Other important factors determining the operating budget are the direct maintenance cost, evaluation of maintenance policies, shopping for repair parts and comparison of outsourced vs. in-house maintenance cost. All of these actions play a crucial role in generating operational savings, however, the most effective and most important area, in order to minimize the long-term operational costs is fleet acquisition costs.
Fleet Acquisition Costs
Fleet acquisition cost refers to the actual vehicle cost, overhead costs and associated with fitting costs of funding the acquisition. In fleet acquisition, the first step is to evaluate and determine the use of the vehicle, ensuring that the specification and the design of the vehicle match well with the requirements in question.
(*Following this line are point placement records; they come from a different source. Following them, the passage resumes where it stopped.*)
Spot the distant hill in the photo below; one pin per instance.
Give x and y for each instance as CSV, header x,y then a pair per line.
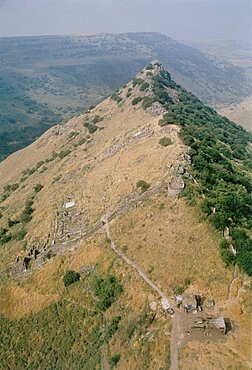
x,y
46,80
240,113
106,219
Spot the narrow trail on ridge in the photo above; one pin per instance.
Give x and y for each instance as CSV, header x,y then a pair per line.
x,y
164,299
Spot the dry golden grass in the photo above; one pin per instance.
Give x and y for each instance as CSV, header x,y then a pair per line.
x,y
168,239
17,301
174,244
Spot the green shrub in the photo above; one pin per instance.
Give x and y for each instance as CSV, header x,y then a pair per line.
x,y
147,102
113,360
27,212
165,141
106,290
38,188
12,222
112,328
43,169
149,67
144,86
96,119
136,100
4,237
19,235
73,134
91,128
137,81
143,185
71,277
116,97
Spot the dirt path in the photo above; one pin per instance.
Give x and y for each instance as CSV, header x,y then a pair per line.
x,y
163,297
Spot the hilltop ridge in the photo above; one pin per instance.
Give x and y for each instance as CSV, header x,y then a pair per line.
x,y
150,174
52,78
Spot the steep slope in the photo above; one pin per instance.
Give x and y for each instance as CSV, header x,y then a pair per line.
x,y
99,195
240,113
48,79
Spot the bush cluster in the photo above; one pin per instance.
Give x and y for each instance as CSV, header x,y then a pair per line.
x,y
165,141
106,290
71,277
220,160
137,100
143,185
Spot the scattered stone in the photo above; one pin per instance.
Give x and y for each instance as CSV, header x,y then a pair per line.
x,y
156,109
153,306
175,186
186,157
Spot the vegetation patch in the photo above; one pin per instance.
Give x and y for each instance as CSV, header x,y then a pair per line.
x,y
71,277
144,86
137,81
112,328
165,141
91,127
116,97
137,100
106,290
143,185
220,158
38,188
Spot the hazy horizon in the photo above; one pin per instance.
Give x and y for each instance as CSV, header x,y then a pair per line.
x,y
181,19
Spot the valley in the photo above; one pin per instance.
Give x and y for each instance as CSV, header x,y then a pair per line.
x,y
117,196
46,80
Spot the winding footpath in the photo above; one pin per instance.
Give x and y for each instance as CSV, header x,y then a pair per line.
x,y
164,299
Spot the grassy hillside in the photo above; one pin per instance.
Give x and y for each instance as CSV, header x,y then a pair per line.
x,y
46,80
167,175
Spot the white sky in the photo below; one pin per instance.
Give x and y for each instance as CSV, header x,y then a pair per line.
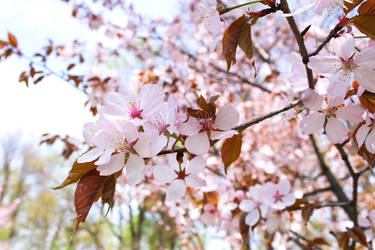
x,y
53,106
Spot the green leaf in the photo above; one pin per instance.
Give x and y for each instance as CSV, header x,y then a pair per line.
x,y
231,150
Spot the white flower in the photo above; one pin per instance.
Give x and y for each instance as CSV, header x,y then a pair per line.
x,y
180,175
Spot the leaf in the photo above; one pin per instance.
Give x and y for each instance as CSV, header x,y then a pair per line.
x,y
78,170
88,191
307,211
109,188
245,42
3,43
231,39
12,40
357,235
367,8
70,66
368,100
38,79
231,150
343,240
349,5
320,241
365,23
The addition of complex components may increase the productivity, however, there will be tradeoffs. The addition of extra components would also increase the upfront cost of the vehicle, as well as the weight and would consequently demand higher maintenance costs. The additional weight, on the other hand, will also increase the engine’s idle time, which directly influences the fuel economy.
However, this does not imply that one should not consider adding extra components. Yet, prior to adding components, it is important to calculate the long term use and benefits with NPV (Net Present Value) cost analysis. With NPV cost analysis, you can evaluate both productivity add-ons and upgraded vehicle chassis components. For this analysis, start by identifying the internal cost and then determine the payback period (how quick the additions/upgrade would return the invested cost).
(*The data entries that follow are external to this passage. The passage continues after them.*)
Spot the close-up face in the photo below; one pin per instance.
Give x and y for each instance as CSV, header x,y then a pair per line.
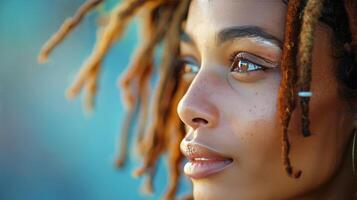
x,y
232,51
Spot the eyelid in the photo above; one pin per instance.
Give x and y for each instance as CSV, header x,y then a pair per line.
x,y
189,61
254,59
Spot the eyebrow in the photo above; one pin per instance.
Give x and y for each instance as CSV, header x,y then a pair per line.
x,y
236,32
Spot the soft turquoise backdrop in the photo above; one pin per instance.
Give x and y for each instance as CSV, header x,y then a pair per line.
x,y
48,148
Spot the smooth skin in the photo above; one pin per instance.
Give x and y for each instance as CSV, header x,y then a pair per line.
x,y
235,113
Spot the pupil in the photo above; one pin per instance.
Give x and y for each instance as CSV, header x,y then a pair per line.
x,y
243,66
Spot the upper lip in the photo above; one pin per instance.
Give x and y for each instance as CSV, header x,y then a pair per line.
x,y
195,151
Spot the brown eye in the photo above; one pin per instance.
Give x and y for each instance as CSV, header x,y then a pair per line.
x,y
190,66
189,69
244,66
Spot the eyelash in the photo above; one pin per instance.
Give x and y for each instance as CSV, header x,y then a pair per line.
x,y
238,58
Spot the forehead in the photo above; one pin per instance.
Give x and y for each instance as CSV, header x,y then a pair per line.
x,y
208,17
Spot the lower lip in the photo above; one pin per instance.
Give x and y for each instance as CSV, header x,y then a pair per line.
x,y
202,169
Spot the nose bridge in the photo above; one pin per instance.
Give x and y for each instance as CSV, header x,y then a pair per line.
x,y
197,107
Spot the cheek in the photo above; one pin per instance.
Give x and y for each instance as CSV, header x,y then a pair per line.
x,y
251,115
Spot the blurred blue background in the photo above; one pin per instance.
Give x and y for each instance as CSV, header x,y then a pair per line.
x,y
48,148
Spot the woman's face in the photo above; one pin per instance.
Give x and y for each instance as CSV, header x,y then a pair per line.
x,y
234,137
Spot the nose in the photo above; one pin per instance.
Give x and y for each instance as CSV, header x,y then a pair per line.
x,y
197,107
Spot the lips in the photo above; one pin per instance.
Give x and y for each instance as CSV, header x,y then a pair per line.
x,y
203,161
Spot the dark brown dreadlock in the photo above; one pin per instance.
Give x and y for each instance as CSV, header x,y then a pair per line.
x,y
161,23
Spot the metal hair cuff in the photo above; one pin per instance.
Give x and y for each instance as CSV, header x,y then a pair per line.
x,y
305,94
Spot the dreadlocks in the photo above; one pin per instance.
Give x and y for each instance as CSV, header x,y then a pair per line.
x,y
161,22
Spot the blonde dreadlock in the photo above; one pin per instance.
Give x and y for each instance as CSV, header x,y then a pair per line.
x,y
161,21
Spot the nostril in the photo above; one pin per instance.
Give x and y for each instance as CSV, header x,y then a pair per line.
x,y
198,120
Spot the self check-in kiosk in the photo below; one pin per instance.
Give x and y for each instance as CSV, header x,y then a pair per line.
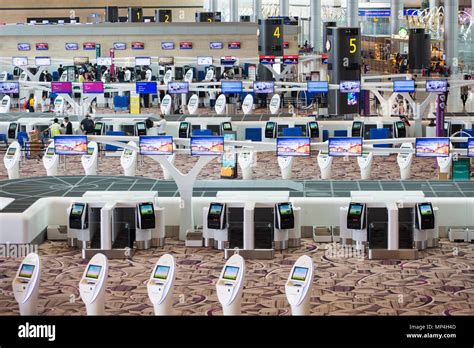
x,y
356,221
13,129
93,283
404,160
99,128
51,160
160,285
129,160
78,231
285,218
225,127
299,285
270,130
91,160
146,222
12,160
230,285
399,129
5,104
425,234
357,129
140,129
313,129
184,130
26,284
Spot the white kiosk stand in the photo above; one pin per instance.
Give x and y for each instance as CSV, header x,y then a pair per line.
x,y
129,160
26,285
51,161
230,285
160,285
165,106
221,103
59,105
5,105
286,164
404,161
247,104
299,284
92,285
90,161
325,165
365,165
193,104
12,160
246,162
275,103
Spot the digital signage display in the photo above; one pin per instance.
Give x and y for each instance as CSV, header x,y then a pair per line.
x,y
340,147
96,87
178,88
432,147
263,87
70,145
156,145
207,146
229,87
146,88
61,87
297,147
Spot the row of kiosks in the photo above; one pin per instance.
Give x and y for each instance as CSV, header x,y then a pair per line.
x,y
419,233
160,286
12,160
286,228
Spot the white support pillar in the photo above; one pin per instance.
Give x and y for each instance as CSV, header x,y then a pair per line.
x,y
451,33
396,13
316,25
234,10
284,8
257,10
352,13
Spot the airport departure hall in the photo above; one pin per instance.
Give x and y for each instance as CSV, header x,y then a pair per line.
x,y
237,158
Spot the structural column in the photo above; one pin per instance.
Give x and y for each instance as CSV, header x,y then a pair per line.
x,y
316,25
257,10
284,8
396,6
451,32
352,13
234,10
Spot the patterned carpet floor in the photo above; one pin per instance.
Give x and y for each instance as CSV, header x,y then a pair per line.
x,y
438,284
383,168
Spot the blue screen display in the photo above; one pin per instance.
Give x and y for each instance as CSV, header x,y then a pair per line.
x,y
146,87
404,86
231,87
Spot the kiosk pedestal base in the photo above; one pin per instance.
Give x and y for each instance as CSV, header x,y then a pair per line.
x,y
30,307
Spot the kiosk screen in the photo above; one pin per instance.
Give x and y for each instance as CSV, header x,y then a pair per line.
x,y
93,271
77,209
426,210
156,145
230,273
26,271
285,209
146,209
470,148
299,273
161,272
432,147
216,209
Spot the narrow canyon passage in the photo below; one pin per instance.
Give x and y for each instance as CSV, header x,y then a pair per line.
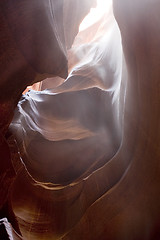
x,y
82,149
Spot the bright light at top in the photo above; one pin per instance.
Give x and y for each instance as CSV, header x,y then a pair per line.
x,y
95,13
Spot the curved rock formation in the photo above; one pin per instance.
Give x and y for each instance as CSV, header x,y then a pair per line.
x,y
100,127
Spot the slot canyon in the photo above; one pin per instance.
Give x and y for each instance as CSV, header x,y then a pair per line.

Being a taxpayer, it is also important for you to consider the rate of income tax to determine the influence of depreciation on the added upgrades. Investment on your truck is likely to have 0 NPV by the end of the payback period possibly if the return equals to your cost of investment. If the payback is less, your NPV would be negative, and if the value is more, it will be positive.
Another factor which influences the NPV analysis is the source of money. Money can be collected from different sources, including direct borrowing, internal capital, and leasing. The question to be answered is “Which is the most suitable for me?”. The method through which you determine which is important for you is influenced by the asset in question, alternative opportunity costs, internal money cost and the market cost of loan/debt. Only because people always finance their new vehicles using a single option does not mean it is wise to do so. Moving on to the next most significant factor is determining how the government authorities control capital investments when it comes to depreciation purposes. It is always changing and must be evaluated annually.
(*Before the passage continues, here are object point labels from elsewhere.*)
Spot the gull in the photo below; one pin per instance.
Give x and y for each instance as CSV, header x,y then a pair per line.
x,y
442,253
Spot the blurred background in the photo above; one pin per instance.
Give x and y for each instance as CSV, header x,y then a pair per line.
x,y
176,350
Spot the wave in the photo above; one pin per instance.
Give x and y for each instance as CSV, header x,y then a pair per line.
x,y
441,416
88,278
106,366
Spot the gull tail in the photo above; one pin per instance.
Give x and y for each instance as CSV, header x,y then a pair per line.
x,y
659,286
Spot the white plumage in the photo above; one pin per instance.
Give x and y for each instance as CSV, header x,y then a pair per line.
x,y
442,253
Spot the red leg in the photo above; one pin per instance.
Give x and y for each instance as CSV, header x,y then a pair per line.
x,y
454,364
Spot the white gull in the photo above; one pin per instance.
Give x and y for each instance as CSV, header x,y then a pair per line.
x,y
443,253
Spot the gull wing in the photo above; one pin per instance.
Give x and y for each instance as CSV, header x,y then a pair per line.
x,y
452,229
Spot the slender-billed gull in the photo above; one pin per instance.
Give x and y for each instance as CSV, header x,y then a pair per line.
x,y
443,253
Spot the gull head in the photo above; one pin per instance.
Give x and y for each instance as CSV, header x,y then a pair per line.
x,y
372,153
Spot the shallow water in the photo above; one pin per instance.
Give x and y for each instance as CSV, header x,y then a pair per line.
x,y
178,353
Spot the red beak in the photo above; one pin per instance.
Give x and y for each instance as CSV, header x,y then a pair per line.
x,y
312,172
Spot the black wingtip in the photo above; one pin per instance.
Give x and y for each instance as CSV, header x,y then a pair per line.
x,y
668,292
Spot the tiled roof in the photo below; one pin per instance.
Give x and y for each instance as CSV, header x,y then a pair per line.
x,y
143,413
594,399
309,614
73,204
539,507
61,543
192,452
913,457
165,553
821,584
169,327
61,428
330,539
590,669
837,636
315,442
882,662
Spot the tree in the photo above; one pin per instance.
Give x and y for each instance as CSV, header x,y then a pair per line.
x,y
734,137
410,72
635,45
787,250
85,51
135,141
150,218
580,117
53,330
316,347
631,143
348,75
Prior to buying, ask yourself again why you need the truck you are purchasing. Only because the vehicle currently falls into your fleet does not mean that it requires a change. It may initially be meeting a demand that is no longer valid today. Similarly, many trucks you may already own may be performing simple tasks. Shifts in increased productivity or demand of the tasks of the fleet, because of upgrades may eliminate the requirement for some units. The evaluation process for the demand of all the vehicles you own refers to “right-sizing” and is a part of vehicle replacements evaluation cycle process. Elimination of vehicles with no or low productivity in your fleet is likely to reduce your routine maintenance, investment and licensing costs, and may also allow you to reduce the labor force required for maintenance.